Siciliano di nascita e romano di formazione, ci tiene a specificare che il suo nome è Manfredi e non il contrario, «è un equivoco che mi aiuta a rompere il ghiaccio». Inizia una carriera universitaria in Giurisprudenza e, da praticante avvocato, passa le nottate sui faldoni, rimanendo l’unica finestra accesa nel buio della città che dorme. Ma questo lavoro da giurista gli appare come un dovere, le ore che si accumulano non fanno che spegnere tutto il suo entusiasmo. Capisce che si deve dedicare a ciò che fino ad allora aveva solo riempito quei buchi di tempo libero tra una pratica legale e l’altra: pubbliche relazioni, cibo e vino.

«Per destino o per disperazione, e in questo il Covid ha avuto un ruolo cruciale, ho pensato di fare finalmente qualcosa per me stesso» racconta Manfredi. Non lascia subito l’avvocatura, non sarebbe una scelta responsabile per un ragazzo che vive lontano da casa, tra Milano e Roma, ma di tanto in tanto torna a Marsala a occuparsi di quella vigna che la sua famiglia possiede lungo la costa che si affaccia sulla Tunisia.

«Io, però, volevo creare qualcosa che avesse non solo il mio nome, ma anche sapori e odori di tutte le esperienze che avevo vissuto». Così, il doppio lavoro non dura molto e Manfredi lascia lo studio legale in pieno periodo post-Covid: «Non ero più la persona solare e socievole di prima, e neanche la mia fidanzata mi riconosceva più».

E finalmente, complice l’amicizia e gli insegnamenti del suo maestro enologo Vincenzo Angileri, dedica tutto se stesso a quella passione che un giorno prende la forma di un’etichetta con un ragazzo vestito di tutto punto - sembra giusto un avvocato, ma con un cappello di paglia -, intento ad annusare un acino d’uva.

Le prime 1200 bottiglie prodotte durano meno di 2 mesi, merito dei legami instaurati da Manfredi viaggiando su e giù, frequentando ristoranti e ristoratori, indagando anche il lato umano della cucina, quello di chi crea i piatti, li porta a tavola e li spiega ai commensali.

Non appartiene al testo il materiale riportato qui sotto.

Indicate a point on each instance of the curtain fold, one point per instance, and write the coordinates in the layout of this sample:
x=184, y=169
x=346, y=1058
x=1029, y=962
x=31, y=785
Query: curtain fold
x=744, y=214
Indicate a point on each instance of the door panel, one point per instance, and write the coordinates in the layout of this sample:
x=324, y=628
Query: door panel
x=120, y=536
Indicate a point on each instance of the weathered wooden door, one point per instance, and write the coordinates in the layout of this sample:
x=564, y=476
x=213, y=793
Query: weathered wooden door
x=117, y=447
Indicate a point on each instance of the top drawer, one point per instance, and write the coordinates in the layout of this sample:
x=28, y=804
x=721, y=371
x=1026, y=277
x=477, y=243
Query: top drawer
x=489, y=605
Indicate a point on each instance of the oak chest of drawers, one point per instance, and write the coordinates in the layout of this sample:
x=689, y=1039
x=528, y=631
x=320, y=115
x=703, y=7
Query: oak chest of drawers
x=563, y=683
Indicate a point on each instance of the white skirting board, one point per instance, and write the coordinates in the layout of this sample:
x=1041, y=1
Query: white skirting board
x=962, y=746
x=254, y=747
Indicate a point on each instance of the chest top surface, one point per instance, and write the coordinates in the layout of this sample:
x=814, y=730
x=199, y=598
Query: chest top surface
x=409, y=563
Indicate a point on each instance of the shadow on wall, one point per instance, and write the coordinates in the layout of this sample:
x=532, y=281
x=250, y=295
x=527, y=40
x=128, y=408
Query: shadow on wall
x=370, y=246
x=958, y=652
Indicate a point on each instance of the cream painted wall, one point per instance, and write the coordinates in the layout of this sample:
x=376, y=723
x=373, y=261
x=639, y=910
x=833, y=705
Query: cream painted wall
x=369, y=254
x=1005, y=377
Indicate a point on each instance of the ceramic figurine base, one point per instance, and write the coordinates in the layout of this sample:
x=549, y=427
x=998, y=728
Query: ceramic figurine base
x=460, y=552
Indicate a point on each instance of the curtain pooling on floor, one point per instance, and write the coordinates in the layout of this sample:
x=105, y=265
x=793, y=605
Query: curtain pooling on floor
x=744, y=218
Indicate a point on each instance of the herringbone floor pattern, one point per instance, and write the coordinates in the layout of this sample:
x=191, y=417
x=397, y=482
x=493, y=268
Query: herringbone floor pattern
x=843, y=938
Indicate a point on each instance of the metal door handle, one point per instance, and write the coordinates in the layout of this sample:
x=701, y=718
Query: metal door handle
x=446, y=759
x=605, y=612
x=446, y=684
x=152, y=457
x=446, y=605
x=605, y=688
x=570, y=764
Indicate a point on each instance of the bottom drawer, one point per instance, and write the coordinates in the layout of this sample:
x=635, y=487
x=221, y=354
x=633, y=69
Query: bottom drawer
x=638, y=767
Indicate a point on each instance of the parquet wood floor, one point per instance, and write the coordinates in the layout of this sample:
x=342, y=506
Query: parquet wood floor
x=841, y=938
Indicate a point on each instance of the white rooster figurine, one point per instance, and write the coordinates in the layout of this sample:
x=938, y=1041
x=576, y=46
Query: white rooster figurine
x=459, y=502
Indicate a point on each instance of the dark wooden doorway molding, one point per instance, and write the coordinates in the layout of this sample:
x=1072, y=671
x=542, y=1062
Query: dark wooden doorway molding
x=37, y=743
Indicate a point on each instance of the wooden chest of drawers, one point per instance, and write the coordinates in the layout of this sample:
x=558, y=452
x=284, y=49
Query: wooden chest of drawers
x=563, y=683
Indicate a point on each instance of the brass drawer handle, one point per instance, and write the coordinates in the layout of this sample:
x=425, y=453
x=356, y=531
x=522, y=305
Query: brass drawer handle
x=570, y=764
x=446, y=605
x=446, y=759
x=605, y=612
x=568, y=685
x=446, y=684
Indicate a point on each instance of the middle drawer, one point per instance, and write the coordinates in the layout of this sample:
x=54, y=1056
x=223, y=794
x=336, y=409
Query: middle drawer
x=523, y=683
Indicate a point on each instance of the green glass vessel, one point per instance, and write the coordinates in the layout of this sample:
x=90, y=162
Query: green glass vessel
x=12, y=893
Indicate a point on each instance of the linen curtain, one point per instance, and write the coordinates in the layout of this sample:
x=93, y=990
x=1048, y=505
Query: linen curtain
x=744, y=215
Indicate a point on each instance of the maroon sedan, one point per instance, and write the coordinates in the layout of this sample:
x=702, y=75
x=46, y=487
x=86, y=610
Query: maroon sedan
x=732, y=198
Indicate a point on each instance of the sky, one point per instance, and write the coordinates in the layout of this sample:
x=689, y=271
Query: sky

Ora che anche la seconda vendemmia del 2021 è trascorsa, Manfredi ha trovato un lavoro in un’azienda di pubbliche relazioni a Milano. E continua a dedicarsi al suo vino: «A chi mi dice che ho mandato in fumo anni di studio e lavoro, rispondo che sono riuscito a realizzare qualcosa di vero che mi sta rendendo libero. E non c’è svolta migliore della libertà».